# Erfahrungen mit Koi Nachwuchs



## daytrader (26. Sep. 2011)

Hallo,

ich kenne mich mit Koi wenig aus, habe erst letztes Jahr 2 Stück eingesetzt. Da Koi eigentlich immer recht teuer sind, bin ich davon ausgegangen, daß die Zucht sehr schwierig ist. Umso erstaunter war ich, daß ich bereits dieses Jahr Nachwuchs hatte.

Also habe ich mal ein wenig gegoogelt. Natürlicher Nachwuchs aus dem Koi Teich soll wenig Farbenprächtig sein und eher aussehen wie normale Karpfen!? Meine größten sind nun ca. 5 cm und haben schon recht eindeutige Koi Zeichnungen.....ganz klein sind sie ja nur einfach blass, dann kommen die ersten roten Flecken und schwarze Punkte und bei dem größten erkennt man nun schon recht gut die oft vertretene typische Rot Weiß Zeichnung.
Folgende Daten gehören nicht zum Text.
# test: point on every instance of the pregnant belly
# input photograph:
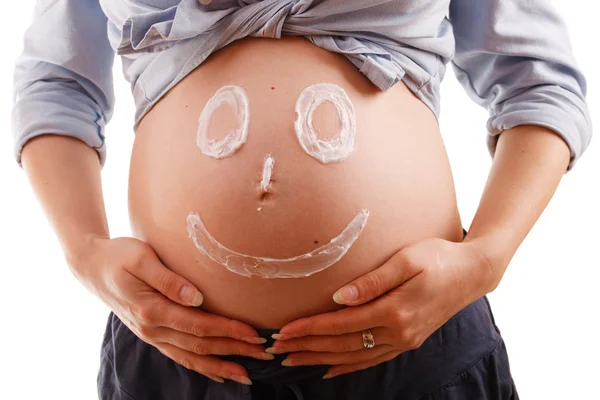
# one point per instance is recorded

Zwar noch nicht sonderlich Farbintensiv, aber es wird quasi von Woche zu Woche besser. Im Moment sind weiß, rot und schwarz enthalten. Von normalen Karpfen jedenfalls weit entfernt!?
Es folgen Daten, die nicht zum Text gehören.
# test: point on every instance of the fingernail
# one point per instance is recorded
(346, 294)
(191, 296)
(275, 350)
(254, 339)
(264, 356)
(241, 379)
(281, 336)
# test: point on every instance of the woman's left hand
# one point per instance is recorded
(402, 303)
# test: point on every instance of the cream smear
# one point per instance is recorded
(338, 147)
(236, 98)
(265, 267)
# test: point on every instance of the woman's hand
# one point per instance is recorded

Wie oft laichen Koi pro Jahr? Ich habe 3 verschiedene Größen (unterschiedliche "Würfe"?) von je 4-10 Tieren.

Wo überlebt der Laich? Karpfen sollen Krautlaicher sein.....Pflanzen haben bei mir aber keine Chance...werden immer weggefressen. Lediglich am Rand habe ich Planzen...aber noch nichts großartig dichtes, da der Teich erst seit letztem Jahr existiert. Ansonsten besteht der Teich bei mir aus Wassersteinen und Kies am Rand.
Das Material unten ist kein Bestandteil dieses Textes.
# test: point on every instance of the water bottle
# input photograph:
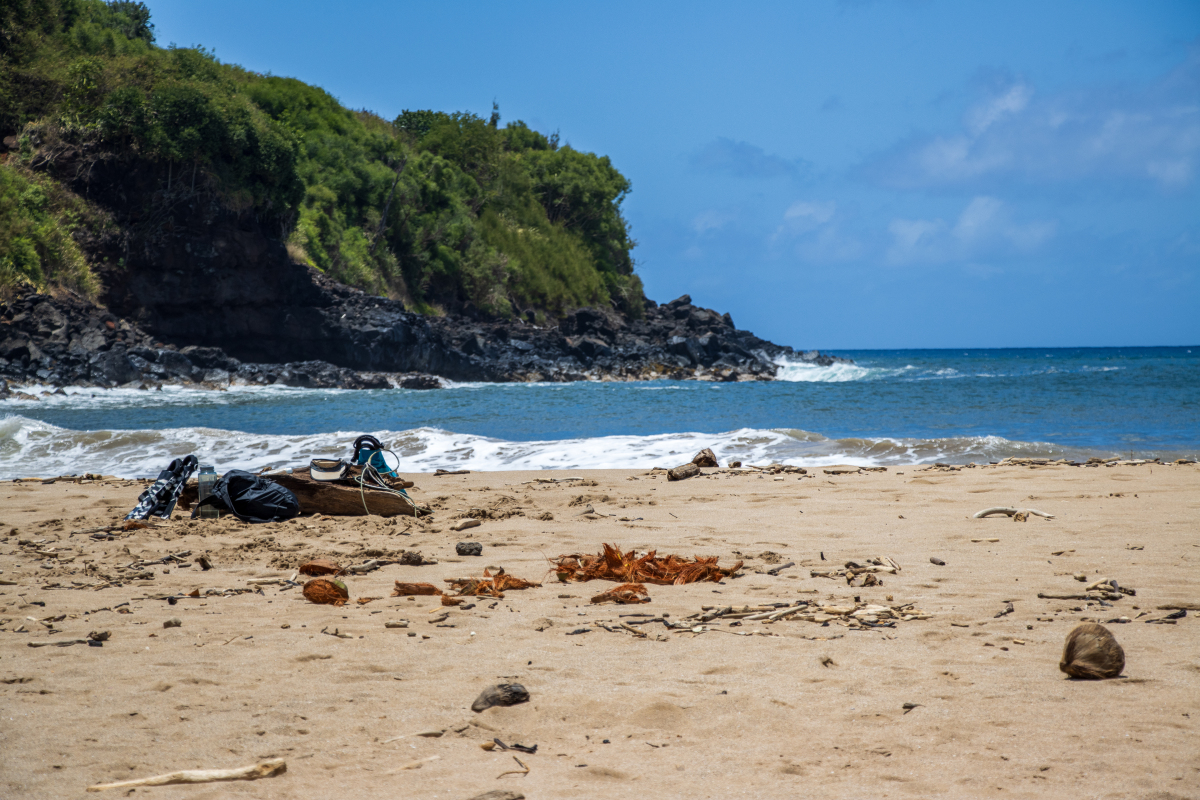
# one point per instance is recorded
(207, 480)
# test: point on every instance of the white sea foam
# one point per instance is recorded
(795, 371)
(29, 447)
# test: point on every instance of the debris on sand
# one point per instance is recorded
(683, 473)
(861, 573)
(627, 594)
(490, 585)
(267, 769)
(318, 567)
(1017, 513)
(501, 695)
(855, 614)
(322, 590)
(1092, 653)
(630, 567)
(409, 589)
Wie sind eure Erfahrungen?


----------



## S.Reiner (26. Sep. 2011)

*AW: Erfahrungen mit Koi Nachwuchs*

Könnte es möglich sein das in deiner Nachbarschaft einige Teiche sind dann ist es möglich das die Vögel dir den Leich mit in den Teich schleppen . ist schon etwas merkwürdig das ganze . Aber viel glück und freude damit sie sind nun da


----------



## daytrader (26. Sep. 2011)

*AW: Erfahrungen mit Koi Nachwuchs*

In der Nachbarschaft gibt es nur einen Schwimmteich ohne Koi. Dachte selber anfangs erst, daß die kleinen Goldfische sind. Aber ich habe selber nur rote und gelbe Goldis drin. Der komplette Nachwuchs ist aber "bunt". Bei den größeren erkennt man jetzt halt die typische Koi Zeichnung.


----------



## santos (26. Sep. 2011)

*AW: Erfahrungen mit Koi Nachwuchs*

Also wenn die so aussehen,dann sind es keine koi. Schau mal nach https://www.hobby-gartenteich.de/xf/threads/33620/?q=kleine+koi


----------



## Eva-Maria (26. Sep. 2011)

*AW: Erfahrungen mit Koi Nachwuchs*

Kannst Du denn schon die typischen Barteln an den Mäulern erkennen?
Sonst sind es vll. doch Junge Deiner Goldis....


----------



## daytrader (26. Sep. 2011)

*AW: Erfahrungen mit Koi Nachwuchs*

Sind die Barteln schon bei den Jungfischen erkennbar? Wenn ja müßte ich mal versuchen einen rauszufangen...ich sehe die kleinen ja immer nur aus der Entfernung. 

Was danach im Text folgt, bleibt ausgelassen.